The phase II trial was a multicenter trial coordinated centrally by the Cancer Immunotherapy Trials Network. A total of 24 patients with advanced, heavily pretreated mycosis fungoides or Sézary syndrome (stage 1B or higher) were treated with pembrolizumab at 2 mg/kg every 3 weeks for up to 2 years if they showed a benefit. Two-thirds of patients had received four or more prior therapies, and two-thirds of patients had stage IVA disease.

At the time of data cutoff, median follow-up was 40 weeks. Overall response rate was 38% (1 complete response and 8 partial responses). Eleven patients had stable disease, and four patients had progressive disease.

Median time to response was 11 weeks, median progression-free survival had not been reached, and median duration of response had not yet been reached. One-year progression-free survival was 69%. “Even the partial responses tend to be dramatic. Several patients had skin clearance by more than 90%,” Dr. Khodadoust said.

Immunotherapy for Mycosis Fungoides and Sézary Syndrome

  • A phase II study showed encouraging results with immunotherapy in heavily pretreated patients with relapsed or refractory cutaneous T-cell lymphoma (mycosis fungoides and Sézary syndrome).
  • Overall response rate was 38%, and responses appear to be durable.
  • Further studies will explore pembrolizumab in combination therapy in the hope of boosting response rates and the duration of response.

At 63 weeks, all responders continued to respond.
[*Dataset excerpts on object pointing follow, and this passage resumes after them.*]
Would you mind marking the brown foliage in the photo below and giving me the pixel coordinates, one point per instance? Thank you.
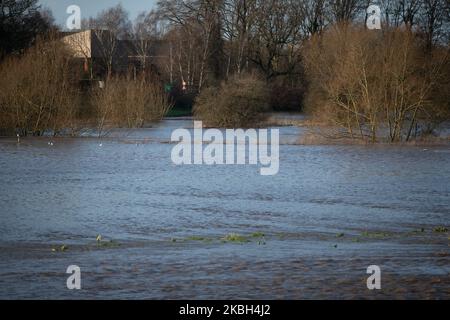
(39, 92)
(372, 84)
(236, 103)
(130, 103)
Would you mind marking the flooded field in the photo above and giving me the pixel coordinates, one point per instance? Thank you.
(220, 232)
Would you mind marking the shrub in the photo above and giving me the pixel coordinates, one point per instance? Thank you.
(236, 103)
(39, 91)
(370, 84)
(125, 102)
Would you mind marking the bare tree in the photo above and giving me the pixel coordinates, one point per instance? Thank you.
(109, 27)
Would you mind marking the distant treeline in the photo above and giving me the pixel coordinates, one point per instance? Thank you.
(315, 55)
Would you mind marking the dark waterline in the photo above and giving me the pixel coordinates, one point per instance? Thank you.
(330, 213)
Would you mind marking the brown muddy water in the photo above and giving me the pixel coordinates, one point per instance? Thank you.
(309, 232)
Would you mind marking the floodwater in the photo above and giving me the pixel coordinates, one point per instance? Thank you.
(309, 232)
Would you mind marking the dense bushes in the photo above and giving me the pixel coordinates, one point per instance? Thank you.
(125, 102)
(236, 103)
(374, 84)
(39, 91)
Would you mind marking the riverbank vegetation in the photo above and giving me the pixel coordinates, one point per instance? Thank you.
(230, 61)
(239, 102)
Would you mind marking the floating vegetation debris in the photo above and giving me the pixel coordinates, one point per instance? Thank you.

Responses were independent of gender, diagnosis, stage, number of prior therapies, or skin flare.

Pembrolizumab had excellent tolerability. Two patients had a serious adverse event (one duodenitis, one pneumonitis). Eight patients experienced a skin flare, and all eight had Sezary syndrome and high PD-1 expression. Flare was not observed in patients with mycosis fungoides.

Extensive correlative studies are planned in the hope of identifying a biomarker.

Next, the Cancer Immunotherapy Trials Network plans to study the combination of pembrolizumab plus interferon-gamma, which potentiates the T helper cell 1 (TH1) response thought to be beneficial in this disease. “We think this combination will be synergistic. We hope to achieve an even higher response rate, but maintain the durability of responses,” Dr. Khodadoust concluded.

Additional Commentary

John T. O’Malley, MD, PhD

John T. O’Malley, MD, PhD

“Immunotherapy with anti–PD-1 or anti–PD-L1 agents is a very promising avenue of research in cutaneous T-cell lymphoma,” declared John T. O’Malley, MD, PhD, of Dana-Farber/Brigham and Women’s Cancer Center, Harvard Medical School, Boston. “There is no systemic therapy available that is effective for all patients with this disease. The hope is that pembrolizumab can improve response rates, and combining it with other therapies will be interesting to pursue,” he added. ■

Disclosure: Drs. Khodadoust, Kim, and O’Malley reported no potential conflicts of interest.


1. Khodadoust MS, Rook AH, Porcu P, et al: Pembrolizumab for treatment of relapsed/refractory mycosis fungoides and Sézary syndrome: Clinical efficacy in a CITN multicenter phase 2 study. 3rd World Congress of Cutaneous Lymphomas. Abstract O-10. Presented October 28, 2016.